Софист густо покраснел, у него даже застучало в висках. Но быстро взял себя в руки и продолжил атаку, удивляясь тому, что дама курит папиросы «Беломор» (и в этом, и в этом был шарм!).

— Оказывается, у моего сожителя прекрасный вкус! Я завидую!..

— Чему?.. — насмешливо выдохнула курильщица вместе с дымом.

— Его выбору… — Софист демонстративно потупился, но опять честно покраснел.

— У Анатолия не может быть выбора! — с пафосом, в котором были грусть и сожаление, выдохнула дама. — Потому что он святой.
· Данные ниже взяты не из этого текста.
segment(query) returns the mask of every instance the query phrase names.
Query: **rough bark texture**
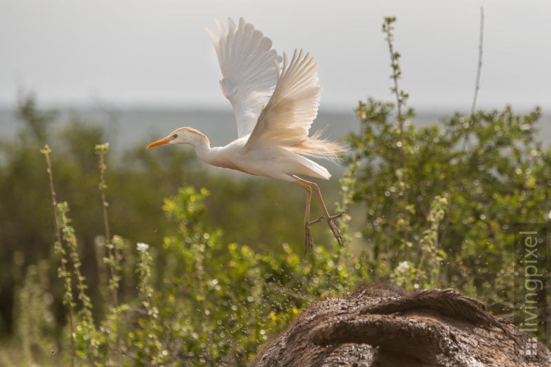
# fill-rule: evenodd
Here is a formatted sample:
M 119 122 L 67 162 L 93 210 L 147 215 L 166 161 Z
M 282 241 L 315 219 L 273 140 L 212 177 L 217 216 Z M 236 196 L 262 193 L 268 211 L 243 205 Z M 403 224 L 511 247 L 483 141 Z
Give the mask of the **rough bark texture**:
M 249 367 L 551 366 L 531 337 L 452 289 L 408 293 L 388 284 L 310 304 Z

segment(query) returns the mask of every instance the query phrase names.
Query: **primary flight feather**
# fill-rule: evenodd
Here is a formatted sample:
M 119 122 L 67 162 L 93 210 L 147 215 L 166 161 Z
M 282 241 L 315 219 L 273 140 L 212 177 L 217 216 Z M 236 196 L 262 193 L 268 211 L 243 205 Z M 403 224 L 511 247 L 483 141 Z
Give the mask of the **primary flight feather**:
M 295 184 L 306 191 L 304 213 L 306 249 L 311 247 L 310 225 L 325 219 L 341 245 L 342 236 L 324 203 L 318 185 L 298 176 L 329 179 L 331 175 L 306 156 L 335 159 L 342 148 L 320 137 L 309 137 L 318 115 L 318 64 L 309 53 L 297 51 L 291 60 L 271 48 L 270 38 L 242 18 L 237 25 L 228 19 L 228 29 L 216 21 L 218 36 L 207 30 L 214 45 L 222 78 L 222 93 L 233 108 L 238 138 L 225 146 L 211 148 L 207 136 L 189 127 L 180 128 L 147 146 L 185 144 L 209 164 L 249 175 Z M 282 60 L 283 65 L 280 67 Z M 315 192 L 324 216 L 310 221 L 310 201 Z

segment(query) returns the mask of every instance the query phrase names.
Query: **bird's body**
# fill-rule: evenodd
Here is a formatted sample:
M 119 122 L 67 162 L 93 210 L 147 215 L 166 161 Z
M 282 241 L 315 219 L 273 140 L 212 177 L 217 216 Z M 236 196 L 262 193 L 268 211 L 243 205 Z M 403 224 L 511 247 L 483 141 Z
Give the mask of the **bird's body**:
M 185 144 L 195 147 L 206 163 L 255 176 L 296 184 L 306 190 L 304 225 L 306 248 L 312 246 L 310 199 L 315 191 L 325 218 L 339 243 L 341 236 L 323 202 L 318 186 L 297 175 L 329 179 L 329 171 L 307 156 L 333 159 L 342 151 L 335 143 L 309 137 L 320 102 L 318 65 L 301 50 L 289 62 L 271 49 L 271 41 L 253 25 L 240 19 L 238 27 L 229 19 L 227 32 L 218 23 L 220 36 L 207 30 L 216 49 L 223 78 L 222 93 L 233 107 L 238 138 L 224 146 L 211 148 L 208 137 L 189 127 L 180 128 L 147 148 Z

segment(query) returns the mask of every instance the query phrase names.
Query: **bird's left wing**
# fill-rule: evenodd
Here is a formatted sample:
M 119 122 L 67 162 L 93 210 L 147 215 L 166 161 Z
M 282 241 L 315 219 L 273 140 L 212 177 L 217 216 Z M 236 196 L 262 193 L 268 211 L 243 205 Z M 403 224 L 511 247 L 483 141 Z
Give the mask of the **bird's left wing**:
M 240 18 L 236 24 L 228 18 L 228 30 L 216 21 L 220 36 L 210 30 L 223 78 L 222 93 L 233 107 L 238 136 L 250 134 L 269 100 L 278 80 L 278 64 L 281 58 L 271 48 L 271 40 Z
M 320 104 L 318 66 L 310 54 L 304 54 L 302 50 L 295 50 L 291 63 L 283 54 L 283 68 L 276 89 L 258 117 L 246 148 L 264 143 L 291 146 L 308 138 Z

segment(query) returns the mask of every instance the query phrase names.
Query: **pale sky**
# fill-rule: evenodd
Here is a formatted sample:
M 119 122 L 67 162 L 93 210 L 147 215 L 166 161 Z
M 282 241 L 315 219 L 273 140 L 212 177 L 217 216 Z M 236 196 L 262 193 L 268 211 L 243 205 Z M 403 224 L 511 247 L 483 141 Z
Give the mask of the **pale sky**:
M 226 107 L 204 29 L 243 16 L 281 54 L 319 61 L 321 108 L 391 99 L 381 32 L 396 16 L 402 87 L 413 107 L 468 109 L 484 7 L 479 105 L 551 107 L 551 1 L 0 0 L 0 105 Z M 545 112 L 545 110 L 544 110 Z

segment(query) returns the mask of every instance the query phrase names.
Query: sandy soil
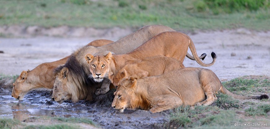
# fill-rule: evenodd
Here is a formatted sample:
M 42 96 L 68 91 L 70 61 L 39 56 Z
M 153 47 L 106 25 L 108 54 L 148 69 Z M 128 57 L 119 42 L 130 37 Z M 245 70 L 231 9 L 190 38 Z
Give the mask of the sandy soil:
M 0 38 L 0 74 L 20 75 L 23 70 L 32 70 L 41 63 L 67 56 L 73 50 L 94 40 L 104 39 L 116 41 L 127 34 L 119 33 L 110 35 L 113 37 L 107 35 L 88 38 Z M 205 53 L 208 54 L 204 61 L 205 63 L 212 62 L 212 52 L 216 53 L 216 62 L 207 68 L 213 70 L 222 81 L 244 75 L 270 76 L 270 32 L 239 29 L 187 34 L 194 42 L 198 55 Z M 1 53 L 1 51 L 3 53 Z M 203 67 L 187 58 L 183 63 L 187 67 Z M 2 84 L 7 85 L 4 84 L 11 83 L 7 81 L 0 82 L 0 86 Z M 88 103 L 83 101 L 75 104 L 66 102 L 59 105 L 50 100 L 51 92 L 44 89 L 29 92 L 24 101 L 17 103 L 17 100 L 7 94 L 10 94 L 11 91 L 9 90 L 0 90 L 2 95 L 7 95 L 0 96 L 0 100 L 7 101 L 3 101 L 2 104 L 9 106 L 7 106 L 7 109 L 10 110 L 11 107 L 11 110 L 9 111 L 11 113 L 8 113 L 13 114 L 14 118 L 24 120 L 25 118 L 21 116 L 21 114 L 39 116 L 38 113 L 29 111 L 37 110 L 49 112 L 49 116 L 86 117 L 105 128 L 162 128 L 160 124 L 168 121 L 168 114 L 170 112 L 166 111 L 153 114 L 141 110 L 126 110 L 124 113 L 119 114 L 108 104 L 111 103 L 110 99 L 105 101 L 105 105 L 103 100 L 101 101 L 103 104 L 101 103 L 101 105 L 98 102 Z M 105 98 L 111 99 L 112 97 L 109 97 L 112 95 L 112 93 L 108 93 Z M 30 110 L 26 110 L 26 107 Z M 39 113 L 44 115 L 43 113 Z
M 126 32 L 123 32 L 117 35 L 89 38 L 0 38 L 0 51 L 3 52 L 0 53 L 0 74 L 20 75 L 23 70 L 31 70 L 41 63 L 67 56 L 93 40 L 116 41 L 127 34 Z M 240 28 L 187 34 L 193 40 L 198 55 L 207 54 L 205 63 L 212 62 L 211 53 L 215 53 L 216 62 L 207 68 L 222 80 L 244 75 L 270 75 L 270 32 Z M 187 58 L 183 63 L 186 67 L 202 67 Z

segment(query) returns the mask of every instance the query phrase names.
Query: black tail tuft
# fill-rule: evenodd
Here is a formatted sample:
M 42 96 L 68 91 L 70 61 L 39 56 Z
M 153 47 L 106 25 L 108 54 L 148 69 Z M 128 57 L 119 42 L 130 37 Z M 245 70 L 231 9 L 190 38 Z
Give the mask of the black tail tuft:
M 212 58 L 213 58 L 213 59 L 217 58 L 217 55 L 216 55 L 216 54 L 214 52 L 212 52 L 211 53 L 211 56 L 212 57 Z
M 266 95 L 266 94 L 263 95 L 261 96 L 260 97 L 259 99 L 268 99 L 268 98 L 269 98 L 269 97 L 268 97 L 268 96 Z
M 205 59 L 205 57 L 206 56 L 206 54 L 205 53 L 204 53 L 203 54 L 202 54 L 200 56 L 202 56 L 204 55 L 205 55 L 204 56 L 205 56 L 204 57 L 203 57 L 202 58 L 201 58 L 201 60 L 204 60 Z

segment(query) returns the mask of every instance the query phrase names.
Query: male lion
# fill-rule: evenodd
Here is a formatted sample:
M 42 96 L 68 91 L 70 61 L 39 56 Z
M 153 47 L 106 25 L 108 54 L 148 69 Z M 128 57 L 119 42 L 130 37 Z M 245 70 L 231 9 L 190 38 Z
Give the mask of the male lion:
M 97 82 L 101 82 L 103 79 L 107 78 L 108 73 L 117 73 L 126 64 L 126 62 L 130 60 L 142 59 L 146 57 L 163 55 L 175 58 L 182 63 L 188 53 L 189 47 L 195 60 L 202 66 L 210 66 L 216 61 L 216 54 L 212 52 L 213 62 L 208 64 L 203 63 L 197 55 L 194 44 L 190 38 L 185 34 L 175 32 L 160 33 L 127 54 L 114 55 L 112 56 L 109 53 L 105 56 L 98 55 L 95 57 L 88 54 L 85 55 L 85 58 L 92 73 L 90 77 Z M 109 91 L 110 83 L 104 84 L 97 90 L 96 94 L 103 94 Z
M 111 83 L 117 86 L 123 79 L 156 76 L 185 67 L 179 61 L 163 55 L 147 58 L 130 63 L 131 63 L 125 65 L 116 74 L 109 73 L 109 79 Z
M 266 95 L 234 94 L 224 88 L 212 71 L 198 68 L 188 67 L 159 76 L 125 80 L 120 83 L 114 93 L 112 106 L 121 112 L 125 109 L 140 109 L 154 113 L 181 105 L 208 105 L 217 100 L 215 94 L 219 91 L 237 99 L 268 98 Z
M 86 46 L 101 46 L 113 42 L 105 39 L 96 40 Z M 68 56 L 57 61 L 41 64 L 31 71 L 23 71 L 13 84 L 11 96 L 22 100 L 25 95 L 32 89 L 38 88 L 52 89 L 55 79 L 53 70 L 59 65 L 65 64 L 69 57 Z
M 89 75 L 91 74 L 84 58 L 86 54 L 90 53 L 92 54 L 105 55 L 109 51 L 117 54 L 125 54 L 155 35 L 167 31 L 175 31 L 160 25 L 145 26 L 114 43 L 97 48 L 87 46 L 79 49 L 73 53 L 65 65 L 56 69 L 56 80 L 52 98 L 60 102 L 70 99 L 74 102 L 79 100 L 92 100 L 92 95 L 96 89 L 100 88 L 101 84 L 92 82 L 88 78 Z M 110 82 L 107 79 L 103 83 L 110 84 Z

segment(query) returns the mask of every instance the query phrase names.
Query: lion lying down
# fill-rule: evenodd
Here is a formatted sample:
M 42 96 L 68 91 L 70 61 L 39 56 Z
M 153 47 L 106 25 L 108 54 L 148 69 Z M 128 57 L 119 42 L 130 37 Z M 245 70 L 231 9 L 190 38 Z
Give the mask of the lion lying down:
M 125 66 L 118 73 L 109 74 L 109 79 L 115 86 L 123 79 L 141 78 L 156 76 L 185 67 L 178 60 L 171 57 L 158 55 L 148 57 Z M 127 63 L 128 63 L 128 62 Z
M 234 94 L 224 88 L 212 71 L 204 68 L 188 67 L 157 76 L 124 80 L 120 84 L 112 106 L 121 112 L 140 109 L 156 113 L 181 105 L 208 105 L 217 99 L 215 94 L 219 91 L 237 99 L 268 98 L 266 95 Z
M 85 46 L 98 47 L 113 42 L 106 39 L 96 40 Z M 33 89 L 39 88 L 52 89 L 55 80 L 53 73 L 54 69 L 59 65 L 65 64 L 69 57 L 68 56 L 53 62 L 42 63 L 31 71 L 23 71 L 13 84 L 11 96 L 22 100 L 25 95 Z
M 116 74 L 130 60 L 142 59 L 157 55 L 163 55 L 173 58 L 181 63 L 185 57 L 187 57 L 187 49 L 189 48 L 195 60 L 200 65 L 209 67 L 216 61 L 216 57 L 212 52 L 213 59 L 209 64 L 204 63 L 197 54 L 194 44 L 187 35 L 179 32 L 167 32 L 161 33 L 151 38 L 134 51 L 126 54 L 114 54 L 110 53 L 104 56 L 94 56 L 90 54 L 85 55 L 85 58 L 89 64 L 88 68 L 92 74 L 89 77 L 97 82 L 107 79 L 108 74 L 112 72 Z M 203 57 L 204 54 L 202 56 Z M 109 90 L 110 82 L 103 83 L 97 90 L 95 94 L 104 94 Z

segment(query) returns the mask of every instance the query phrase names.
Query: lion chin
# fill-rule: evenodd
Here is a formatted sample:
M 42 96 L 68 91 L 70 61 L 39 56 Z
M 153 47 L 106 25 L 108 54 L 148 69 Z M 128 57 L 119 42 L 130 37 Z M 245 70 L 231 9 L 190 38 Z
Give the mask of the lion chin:
M 94 80 L 97 82 L 101 82 L 103 80 L 103 78 L 101 78 L 100 77 L 97 77 L 94 78 Z

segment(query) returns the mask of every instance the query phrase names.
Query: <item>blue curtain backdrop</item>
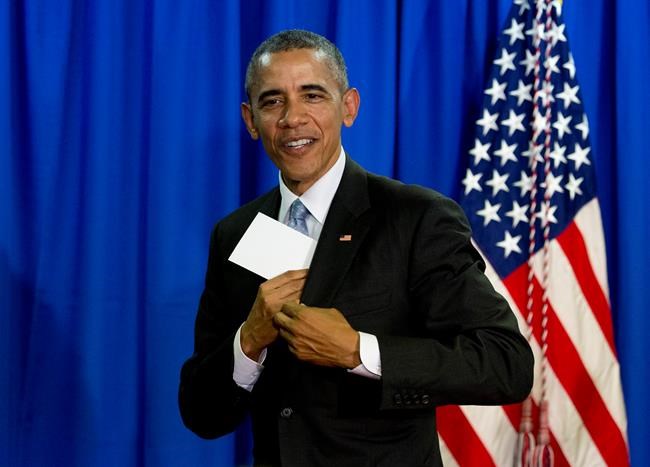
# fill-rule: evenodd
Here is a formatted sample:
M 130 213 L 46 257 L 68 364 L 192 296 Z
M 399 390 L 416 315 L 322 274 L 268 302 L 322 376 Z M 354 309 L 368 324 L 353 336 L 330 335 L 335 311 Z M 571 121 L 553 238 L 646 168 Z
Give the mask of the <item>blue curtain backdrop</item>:
M 366 168 L 456 197 L 509 0 L 0 3 L 0 465 L 230 466 L 181 424 L 213 223 L 276 182 L 243 72 L 339 44 Z M 633 465 L 650 465 L 650 6 L 565 0 L 591 123 Z

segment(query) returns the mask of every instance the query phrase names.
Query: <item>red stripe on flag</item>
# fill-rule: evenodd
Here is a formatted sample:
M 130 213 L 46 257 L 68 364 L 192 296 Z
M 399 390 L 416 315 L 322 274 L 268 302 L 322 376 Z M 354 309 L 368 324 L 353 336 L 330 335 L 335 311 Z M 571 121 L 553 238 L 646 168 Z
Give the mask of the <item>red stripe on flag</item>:
M 494 466 L 494 460 L 460 407 L 436 409 L 438 433 L 459 465 Z
M 587 299 L 587 303 L 589 303 L 589 307 L 596 321 L 598 321 L 605 335 L 605 339 L 607 339 L 607 343 L 612 349 L 612 353 L 616 355 L 609 302 L 591 267 L 589 255 L 587 254 L 587 246 L 575 222 L 571 222 L 564 232 L 557 237 L 557 240 L 569 263 L 571 263 L 571 268 L 580 285 L 580 289 L 582 289 L 582 294 Z
M 502 406 L 503 411 L 506 413 L 506 416 L 512 423 L 512 426 L 517 432 L 519 432 L 519 423 L 521 421 L 521 404 L 511 404 Z M 533 403 L 533 426 L 539 426 L 539 406 Z M 535 434 L 535 433 L 533 433 Z M 553 448 L 553 454 L 555 454 L 555 467 L 571 467 L 571 464 L 564 456 L 562 448 L 557 442 L 553 431 L 549 432 L 551 438 L 551 447 Z
M 527 269 L 524 264 L 503 281 L 520 310 L 526 309 Z M 541 304 L 541 286 L 536 280 L 534 285 L 535 303 Z M 538 318 L 540 314 L 535 313 Z M 548 362 L 571 398 L 603 459 L 607 465 L 628 465 L 627 446 L 623 435 L 550 304 L 547 329 Z M 535 339 L 539 342 L 539 320 L 533 323 L 533 331 Z

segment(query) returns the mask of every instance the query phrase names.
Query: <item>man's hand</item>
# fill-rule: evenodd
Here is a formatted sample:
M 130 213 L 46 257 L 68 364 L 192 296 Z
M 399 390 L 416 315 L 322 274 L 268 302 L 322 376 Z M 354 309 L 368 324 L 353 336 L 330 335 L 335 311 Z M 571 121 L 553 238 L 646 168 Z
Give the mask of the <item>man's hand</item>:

Святые не предпочитают, им предначертано… Он сам может быть выбором, и только так, третьего не дано. В смысле: не всем из выбирающих дано… Впрочем, довольно философии, — в ее голосе звякнул металл. — Ваш товарищ дорог мне… — мучительная для Софиста пауза. — Как возможный компаньон. Я открываю дело, в котором он уже имеет некоторый опыт.

— Мадам! — Софист упал на колени перед дамой. Причем сделал это так искренне, что ушибся. Морщась от боли и умиления, сказал, как о решенном: — Я просто обязан заменить его, моего лучшего друга, святого, предпочтенца, предначертанта и прочее. Это мой мушкетерско-гусарский долг перед ним и джентльменский перед вами! Возможно, вы мое спасение. Ведь в поисках высот я уже стал недалек от греха. Я сожгу то, что у меня сейчас под подушкой! Довольно гордыни! Мадам, отныне я скромный и смиренный Стас. Откройте мне свое имя, о, синяя птица!

— Не знаю, что у вас под йподушкой, молодой человек, но я Джульетта… Джульетта Авраамовна.